Expanded powers, resources and efficiency for housing regulators are things the General accounting Office would like to see from a proposed merger of the Federal Home Loan Bank and the Office of Federal Housing Enterprise Oversight, and a report it issued Dec. 9 could have Washington policy makers considering it.
Regulation of Fannie Mae. Freddie Mac and the Federal Home Loan Bank system "could be done more effectively by a single independent regulator," the report said. It suggested the new Office of Federal Housing Enterprise Oversight, which has just established itself in the Office of Thrift Supervision headquarters in Washington. Such consolidation of the FHLB and the new regulator of Fannie and Freddie could result in better regulation at less cost, the Gao said.
The GAO report, Federal Home Loan Bank System Reforms Needed to Promote Its Safety, Soundness and Effectiveness, is one of the last of several reports examining the need for FHLB reform requested by Congress. Similar reports have been sought from the Congressional Budget Office, the Department of Housing and Urban Development, the Federal Housing Finance Board and the FHLB and its shareholders. The HUD report has yet to be released.

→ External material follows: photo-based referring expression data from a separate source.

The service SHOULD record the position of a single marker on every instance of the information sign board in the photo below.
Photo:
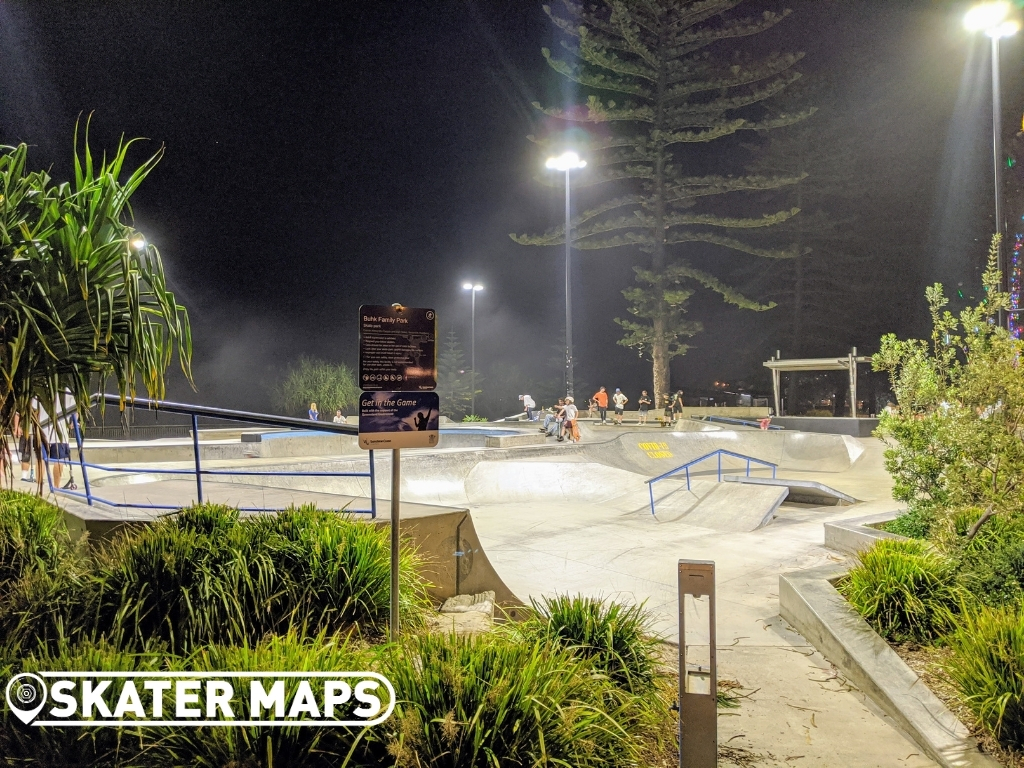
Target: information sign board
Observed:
(397, 348)
(397, 420)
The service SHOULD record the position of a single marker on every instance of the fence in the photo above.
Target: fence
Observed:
(199, 473)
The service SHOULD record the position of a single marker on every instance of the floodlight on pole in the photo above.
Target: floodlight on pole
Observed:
(993, 19)
(472, 288)
(567, 162)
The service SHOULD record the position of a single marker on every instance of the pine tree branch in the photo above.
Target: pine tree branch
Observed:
(738, 76)
(689, 42)
(581, 75)
(735, 245)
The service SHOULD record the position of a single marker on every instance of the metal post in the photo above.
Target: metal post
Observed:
(997, 168)
(697, 687)
(472, 346)
(81, 459)
(373, 487)
(199, 471)
(568, 294)
(853, 383)
(395, 502)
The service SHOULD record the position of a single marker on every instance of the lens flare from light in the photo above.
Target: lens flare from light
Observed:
(986, 16)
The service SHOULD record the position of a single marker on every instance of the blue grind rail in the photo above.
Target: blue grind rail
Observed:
(712, 455)
(195, 412)
(730, 420)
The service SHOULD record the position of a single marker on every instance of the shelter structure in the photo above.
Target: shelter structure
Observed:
(848, 364)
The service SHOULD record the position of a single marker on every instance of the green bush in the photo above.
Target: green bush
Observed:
(903, 589)
(615, 638)
(914, 523)
(206, 577)
(987, 668)
(991, 565)
(495, 699)
(33, 536)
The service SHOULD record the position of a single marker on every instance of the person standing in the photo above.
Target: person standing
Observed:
(601, 398)
(643, 404)
(619, 400)
(528, 406)
(677, 406)
(569, 414)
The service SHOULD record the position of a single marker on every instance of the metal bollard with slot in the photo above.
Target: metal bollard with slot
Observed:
(697, 682)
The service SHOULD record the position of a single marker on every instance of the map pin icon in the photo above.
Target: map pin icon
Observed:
(26, 696)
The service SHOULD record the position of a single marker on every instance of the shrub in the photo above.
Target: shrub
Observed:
(991, 563)
(498, 700)
(914, 523)
(615, 638)
(987, 668)
(33, 536)
(206, 577)
(903, 589)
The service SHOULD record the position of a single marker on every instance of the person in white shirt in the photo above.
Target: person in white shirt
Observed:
(528, 404)
(619, 400)
(570, 412)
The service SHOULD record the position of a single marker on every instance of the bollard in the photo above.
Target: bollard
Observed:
(697, 682)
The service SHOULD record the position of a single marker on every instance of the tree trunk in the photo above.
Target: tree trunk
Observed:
(659, 349)
(663, 376)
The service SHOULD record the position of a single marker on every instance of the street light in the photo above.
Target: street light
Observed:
(993, 19)
(472, 288)
(567, 162)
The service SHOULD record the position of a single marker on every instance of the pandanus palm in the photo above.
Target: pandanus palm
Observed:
(83, 301)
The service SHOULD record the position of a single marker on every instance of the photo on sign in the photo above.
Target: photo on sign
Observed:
(396, 412)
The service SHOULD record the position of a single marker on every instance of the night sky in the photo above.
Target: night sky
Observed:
(325, 155)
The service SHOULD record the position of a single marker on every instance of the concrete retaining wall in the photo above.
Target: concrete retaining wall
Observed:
(810, 602)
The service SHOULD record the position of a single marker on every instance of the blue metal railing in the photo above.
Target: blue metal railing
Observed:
(730, 420)
(195, 412)
(712, 455)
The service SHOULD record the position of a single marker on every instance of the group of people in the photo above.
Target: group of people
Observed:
(560, 420)
(338, 416)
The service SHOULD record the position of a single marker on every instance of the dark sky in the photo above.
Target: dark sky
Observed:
(324, 155)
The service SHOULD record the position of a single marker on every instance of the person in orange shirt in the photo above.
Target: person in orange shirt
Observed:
(601, 398)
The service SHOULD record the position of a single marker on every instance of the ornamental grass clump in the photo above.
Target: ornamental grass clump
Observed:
(207, 577)
(903, 589)
(987, 668)
(615, 638)
(33, 536)
(496, 699)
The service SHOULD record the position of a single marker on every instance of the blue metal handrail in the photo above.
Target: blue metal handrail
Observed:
(730, 420)
(686, 467)
(195, 412)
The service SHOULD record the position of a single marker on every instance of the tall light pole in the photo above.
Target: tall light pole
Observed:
(567, 162)
(472, 288)
(993, 19)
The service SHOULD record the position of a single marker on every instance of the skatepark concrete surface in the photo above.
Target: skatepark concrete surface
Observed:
(561, 518)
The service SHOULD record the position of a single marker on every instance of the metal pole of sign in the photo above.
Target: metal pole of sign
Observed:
(395, 502)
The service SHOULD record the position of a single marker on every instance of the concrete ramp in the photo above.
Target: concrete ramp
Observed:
(736, 508)
(801, 492)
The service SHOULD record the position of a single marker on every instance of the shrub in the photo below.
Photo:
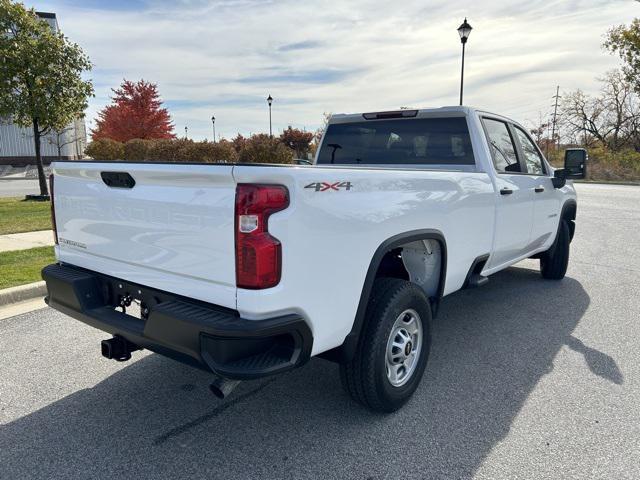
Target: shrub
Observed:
(261, 148)
(105, 149)
(297, 140)
(209, 152)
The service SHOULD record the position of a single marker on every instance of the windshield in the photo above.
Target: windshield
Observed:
(418, 141)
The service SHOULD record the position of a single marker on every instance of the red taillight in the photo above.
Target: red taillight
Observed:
(53, 210)
(258, 254)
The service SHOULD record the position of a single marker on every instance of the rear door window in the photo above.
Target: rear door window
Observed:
(419, 141)
(503, 150)
(532, 156)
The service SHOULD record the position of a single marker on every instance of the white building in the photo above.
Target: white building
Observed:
(16, 143)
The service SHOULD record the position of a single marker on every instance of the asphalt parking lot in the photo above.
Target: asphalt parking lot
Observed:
(527, 379)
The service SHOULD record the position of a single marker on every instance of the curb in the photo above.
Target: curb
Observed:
(612, 182)
(22, 293)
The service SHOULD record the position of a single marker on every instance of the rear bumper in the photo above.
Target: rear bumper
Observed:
(196, 333)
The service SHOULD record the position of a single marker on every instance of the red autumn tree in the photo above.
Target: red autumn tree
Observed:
(136, 112)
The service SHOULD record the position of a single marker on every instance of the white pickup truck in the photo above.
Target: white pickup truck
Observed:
(250, 270)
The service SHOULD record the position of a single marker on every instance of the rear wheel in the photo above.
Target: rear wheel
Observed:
(554, 262)
(393, 349)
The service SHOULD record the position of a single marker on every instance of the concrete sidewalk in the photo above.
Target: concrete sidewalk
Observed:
(24, 241)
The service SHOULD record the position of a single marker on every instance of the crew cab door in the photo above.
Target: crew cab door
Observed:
(515, 195)
(547, 203)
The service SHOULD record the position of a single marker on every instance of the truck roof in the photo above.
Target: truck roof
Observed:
(445, 111)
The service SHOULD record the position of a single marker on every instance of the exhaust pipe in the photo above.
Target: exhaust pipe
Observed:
(118, 348)
(222, 387)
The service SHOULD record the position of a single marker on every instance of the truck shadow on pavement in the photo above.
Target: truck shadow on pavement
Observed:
(155, 418)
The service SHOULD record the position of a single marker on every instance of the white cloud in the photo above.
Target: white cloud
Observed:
(225, 57)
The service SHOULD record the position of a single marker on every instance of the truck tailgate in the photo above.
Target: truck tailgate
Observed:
(173, 230)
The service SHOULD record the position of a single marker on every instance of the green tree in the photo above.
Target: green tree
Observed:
(624, 40)
(41, 83)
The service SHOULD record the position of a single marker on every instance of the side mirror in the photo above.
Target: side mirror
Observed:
(575, 163)
(575, 166)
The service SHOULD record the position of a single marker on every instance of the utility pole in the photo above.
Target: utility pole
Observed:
(555, 113)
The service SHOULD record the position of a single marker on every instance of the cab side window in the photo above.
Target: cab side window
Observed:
(503, 150)
(532, 157)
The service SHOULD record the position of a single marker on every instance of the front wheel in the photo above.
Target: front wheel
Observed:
(554, 262)
(393, 348)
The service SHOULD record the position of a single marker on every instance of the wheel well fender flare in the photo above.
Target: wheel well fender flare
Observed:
(568, 212)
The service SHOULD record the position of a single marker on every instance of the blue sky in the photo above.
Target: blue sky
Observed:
(224, 57)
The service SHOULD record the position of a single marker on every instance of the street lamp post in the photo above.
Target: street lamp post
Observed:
(464, 31)
(269, 101)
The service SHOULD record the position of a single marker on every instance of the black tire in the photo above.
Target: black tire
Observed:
(554, 262)
(365, 376)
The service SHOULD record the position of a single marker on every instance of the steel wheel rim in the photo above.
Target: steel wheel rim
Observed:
(403, 347)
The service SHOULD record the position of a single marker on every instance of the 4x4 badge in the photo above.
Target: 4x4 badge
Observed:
(326, 186)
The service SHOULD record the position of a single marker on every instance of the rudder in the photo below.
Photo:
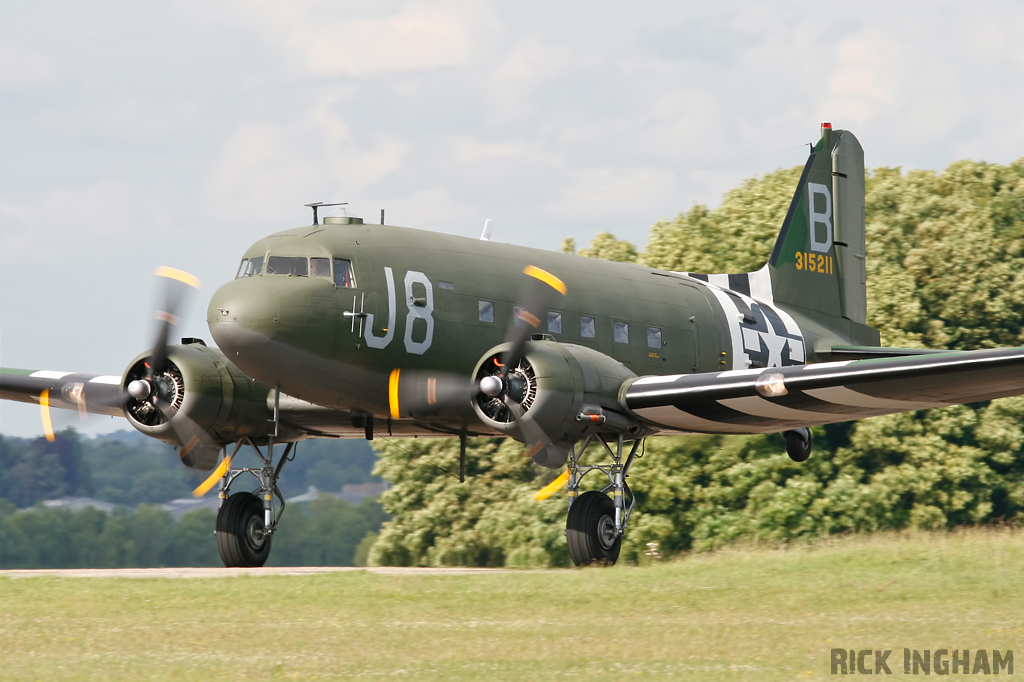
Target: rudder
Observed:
(818, 261)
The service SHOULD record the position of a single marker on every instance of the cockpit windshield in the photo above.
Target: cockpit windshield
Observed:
(300, 266)
(343, 273)
(250, 266)
(296, 265)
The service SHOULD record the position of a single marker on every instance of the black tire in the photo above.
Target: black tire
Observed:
(240, 527)
(590, 530)
(798, 443)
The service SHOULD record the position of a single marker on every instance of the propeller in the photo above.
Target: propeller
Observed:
(423, 392)
(156, 392)
(161, 390)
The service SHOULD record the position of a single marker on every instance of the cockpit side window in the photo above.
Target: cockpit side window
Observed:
(295, 265)
(320, 267)
(343, 275)
(250, 266)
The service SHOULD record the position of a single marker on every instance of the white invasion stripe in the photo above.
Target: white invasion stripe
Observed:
(47, 374)
(668, 379)
(740, 373)
(738, 355)
(719, 281)
(815, 366)
(761, 285)
(761, 408)
(677, 419)
(848, 396)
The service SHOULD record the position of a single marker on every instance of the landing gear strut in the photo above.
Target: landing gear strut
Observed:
(246, 521)
(596, 522)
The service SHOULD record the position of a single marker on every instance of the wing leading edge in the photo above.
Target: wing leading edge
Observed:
(90, 392)
(772, 399)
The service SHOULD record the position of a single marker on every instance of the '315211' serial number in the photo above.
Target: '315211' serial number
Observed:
(814, 262)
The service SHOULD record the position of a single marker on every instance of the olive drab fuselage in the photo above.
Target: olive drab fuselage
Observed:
(422, 300)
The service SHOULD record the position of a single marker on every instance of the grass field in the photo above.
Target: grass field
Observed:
(742, 613)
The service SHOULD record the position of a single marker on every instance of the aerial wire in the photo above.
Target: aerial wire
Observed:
(614, 188)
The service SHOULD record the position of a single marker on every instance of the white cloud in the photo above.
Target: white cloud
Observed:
(20, 68)
(331, 39)
(314, 159)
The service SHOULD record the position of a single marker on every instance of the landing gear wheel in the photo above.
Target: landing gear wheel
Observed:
(798, 443)
(241, 538)
(590, 530)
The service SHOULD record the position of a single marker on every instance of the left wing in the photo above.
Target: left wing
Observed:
(71, 390)
(771, 399)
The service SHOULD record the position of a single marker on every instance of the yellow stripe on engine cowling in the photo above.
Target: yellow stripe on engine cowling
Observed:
(546, 278)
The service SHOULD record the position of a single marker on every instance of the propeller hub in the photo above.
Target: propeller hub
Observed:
(492, 385)
(139, 389)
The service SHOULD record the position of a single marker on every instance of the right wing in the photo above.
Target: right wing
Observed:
(772, 399)
(87, 392)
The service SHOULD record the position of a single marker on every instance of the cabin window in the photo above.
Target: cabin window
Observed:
(520, 314)
(292, 265)
(622, 331)
(554, 322)
(250, 266)
(485, 309)
(320, 267)
(587, 328)
(653, 337)
(343, 273)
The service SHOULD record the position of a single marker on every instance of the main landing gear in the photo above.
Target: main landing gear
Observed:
(246, 521)
(596, 522)
(798, 443)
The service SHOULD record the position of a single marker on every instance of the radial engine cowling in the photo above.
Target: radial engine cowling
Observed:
(568, 391)
(199, 391)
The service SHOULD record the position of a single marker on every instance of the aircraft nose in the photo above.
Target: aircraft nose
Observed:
(244, 316)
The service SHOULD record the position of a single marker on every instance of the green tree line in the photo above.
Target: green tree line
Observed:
(945, 270)
(128, 468)
(328, 531)
(139, 474)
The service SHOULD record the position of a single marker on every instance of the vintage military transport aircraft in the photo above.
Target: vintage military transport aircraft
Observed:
(343, 329)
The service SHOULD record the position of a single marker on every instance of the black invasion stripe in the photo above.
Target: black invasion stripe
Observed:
(740, 284)
(742, 307)
(715, 412)
(777, 250)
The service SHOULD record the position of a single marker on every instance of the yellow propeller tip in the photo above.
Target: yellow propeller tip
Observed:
(552, 487)
(546, 278)
(44, 407)
(392, 393)
(180, 275)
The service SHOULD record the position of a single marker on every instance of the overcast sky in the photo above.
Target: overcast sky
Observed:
(176, 133)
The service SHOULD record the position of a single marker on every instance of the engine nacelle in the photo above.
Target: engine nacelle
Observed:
(568, 391)
(199, 386)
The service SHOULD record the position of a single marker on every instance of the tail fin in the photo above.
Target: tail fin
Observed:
(818, 260)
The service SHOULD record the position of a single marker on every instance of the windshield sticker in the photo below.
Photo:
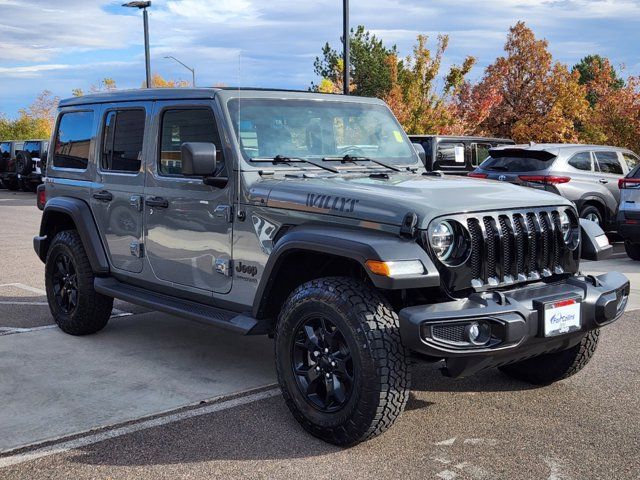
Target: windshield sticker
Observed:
(329, 202)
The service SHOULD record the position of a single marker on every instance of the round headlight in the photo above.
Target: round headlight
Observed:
(442, 240)
(565, 226)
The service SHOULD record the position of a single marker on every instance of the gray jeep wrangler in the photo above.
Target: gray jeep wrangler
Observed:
(311, 218)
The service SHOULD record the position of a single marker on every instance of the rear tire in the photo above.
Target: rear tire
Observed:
(590, 212)
(76, 307)
(632, 249)
(367, 389)
(552, 367)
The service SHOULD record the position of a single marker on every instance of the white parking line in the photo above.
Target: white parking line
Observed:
(28, 288)
(90, 439)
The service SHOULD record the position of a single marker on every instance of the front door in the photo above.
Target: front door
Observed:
(116, 198)
(188, 224)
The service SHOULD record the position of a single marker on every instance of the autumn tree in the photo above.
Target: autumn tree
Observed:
(423, 107)
(590, 67)
(530, 97)
(615, 118)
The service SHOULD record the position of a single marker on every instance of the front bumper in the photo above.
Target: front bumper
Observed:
(515, 318)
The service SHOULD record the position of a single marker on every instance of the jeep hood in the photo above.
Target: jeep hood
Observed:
(388, 200)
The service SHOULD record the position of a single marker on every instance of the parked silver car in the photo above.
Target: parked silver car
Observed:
(628, 218)
(585, 174)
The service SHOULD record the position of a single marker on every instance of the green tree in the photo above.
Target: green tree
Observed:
(369, 70)
(589, 67)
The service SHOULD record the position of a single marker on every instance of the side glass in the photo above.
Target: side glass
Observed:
(73, 140)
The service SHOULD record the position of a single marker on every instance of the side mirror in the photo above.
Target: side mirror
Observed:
(198, 158)
(594, 243)
(421, 152)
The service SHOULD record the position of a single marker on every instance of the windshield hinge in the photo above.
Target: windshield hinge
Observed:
(409, 223)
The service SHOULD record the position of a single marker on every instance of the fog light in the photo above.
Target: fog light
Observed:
(478, 333)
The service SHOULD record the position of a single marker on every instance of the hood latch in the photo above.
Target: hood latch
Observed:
(409, 223)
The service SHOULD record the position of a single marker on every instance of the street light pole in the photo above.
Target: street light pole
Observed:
(145, 18)
(192, 70)
(346, 47)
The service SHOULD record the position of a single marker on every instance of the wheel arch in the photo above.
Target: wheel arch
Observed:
(307, 252)
(65, 213)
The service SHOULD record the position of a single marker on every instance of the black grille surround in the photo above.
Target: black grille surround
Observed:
(509, 248)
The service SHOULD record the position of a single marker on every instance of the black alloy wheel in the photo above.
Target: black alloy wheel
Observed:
(65, 283)
(322, 364)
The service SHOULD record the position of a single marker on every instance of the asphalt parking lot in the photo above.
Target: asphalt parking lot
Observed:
(152, 396)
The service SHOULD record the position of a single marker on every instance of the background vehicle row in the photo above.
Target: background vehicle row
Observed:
(23, 164)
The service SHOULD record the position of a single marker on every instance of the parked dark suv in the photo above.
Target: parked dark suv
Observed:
(585, 174)
(31, 164)
(8, 175)
(311, 218)
(456, 155)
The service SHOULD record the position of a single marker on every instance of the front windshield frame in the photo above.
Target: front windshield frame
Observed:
(231, 104)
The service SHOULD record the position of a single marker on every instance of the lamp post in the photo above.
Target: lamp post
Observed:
(192, 70)
(345, 44)
(145, 17)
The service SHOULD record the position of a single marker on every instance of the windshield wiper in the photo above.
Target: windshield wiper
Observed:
(286, 160)
(354, 159)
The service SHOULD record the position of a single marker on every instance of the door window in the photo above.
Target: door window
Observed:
(609, 163)
(187, 125)
(73, 140)
(123, 135)
(480, 153)
(631, 159)
(450, 154)
(581, 161)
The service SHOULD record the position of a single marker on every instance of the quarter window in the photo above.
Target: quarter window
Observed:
(631, 160)
(581, 161)
(123, 135)
(181, 126)
(73, 140)
(609, 163)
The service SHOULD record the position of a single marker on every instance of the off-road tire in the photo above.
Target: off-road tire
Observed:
(552, 367)
(93, 309)
(632, 249)
(592, 210)
(381, 372)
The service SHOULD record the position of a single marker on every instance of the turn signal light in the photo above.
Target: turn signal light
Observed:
(628, 183)
(547, 179)
(392, 269)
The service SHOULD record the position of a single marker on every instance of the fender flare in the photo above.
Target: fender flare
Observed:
(355, 244)
(85, 224)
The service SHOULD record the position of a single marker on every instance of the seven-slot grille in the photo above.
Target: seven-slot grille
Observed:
(515, 247)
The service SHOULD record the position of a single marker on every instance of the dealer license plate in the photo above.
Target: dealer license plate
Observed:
(560, 317)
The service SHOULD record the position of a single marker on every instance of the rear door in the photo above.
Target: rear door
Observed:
(117, 196)
(610, 171)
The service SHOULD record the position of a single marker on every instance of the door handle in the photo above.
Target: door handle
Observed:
(103, 196)
(157, 202)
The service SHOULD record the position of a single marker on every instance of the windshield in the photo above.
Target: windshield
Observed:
(318, 129)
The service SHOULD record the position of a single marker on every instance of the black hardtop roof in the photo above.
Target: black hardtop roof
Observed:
(463, 138)
(150, 94)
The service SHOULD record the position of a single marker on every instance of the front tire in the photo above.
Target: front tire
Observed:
(552, 367)
(76, 307)
(341, 364)
(592, 213)
(632, 249)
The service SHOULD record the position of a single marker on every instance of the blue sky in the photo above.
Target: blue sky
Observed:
(64, 44)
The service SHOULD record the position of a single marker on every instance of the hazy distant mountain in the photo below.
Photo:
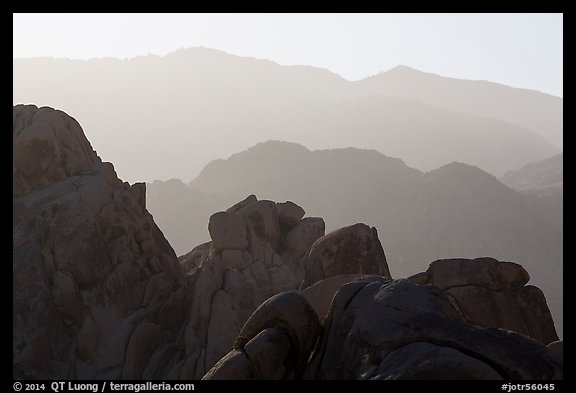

The report analyzes and discusses the safety and soundness of the FHLB system and suggests that if the two entities are merged. the OFHEO be given the authority to remove Fannie Mae or Freddie Mac officers under specified conditions. The FHLB already has that power, as do most regulating agencies, the report said.
The OFHEO had no immediate response.
The proposed merger would have some benefits, but may also create possible pitfalls. These include:
* Not Too Close. Not Too Far. The report suggested that FHLB would benefit from OFHEO's current arms-length regulating structure because OFHEO doesn't involve itself in managing Fannie or Freddie, but warned that difficulty could stem from the fact that OFHEO's future may depend on the continued existence of those agencies.
* A Household Word in Congress. Congressional and administration awareness was another point raise by the report. Inadequate prominence could make it more difficult for a GSE regulator to raise safety and soundness concerns to Congress and the administration in a timely manner. A combined regulator of all housing GSEs have more prominence, it said, than two individual entities.
* Spread the Overhead. Combining FHLB and OFHEO would spread the overhead of administrative staff, examiners, financial analysts, attorneys and an inspector general. The net result, the report said, should be lower costs than would be the case with two separate regulators. Merging the agencies would also cause a cross-pollination of housing regulatory skills. techniques and experiences.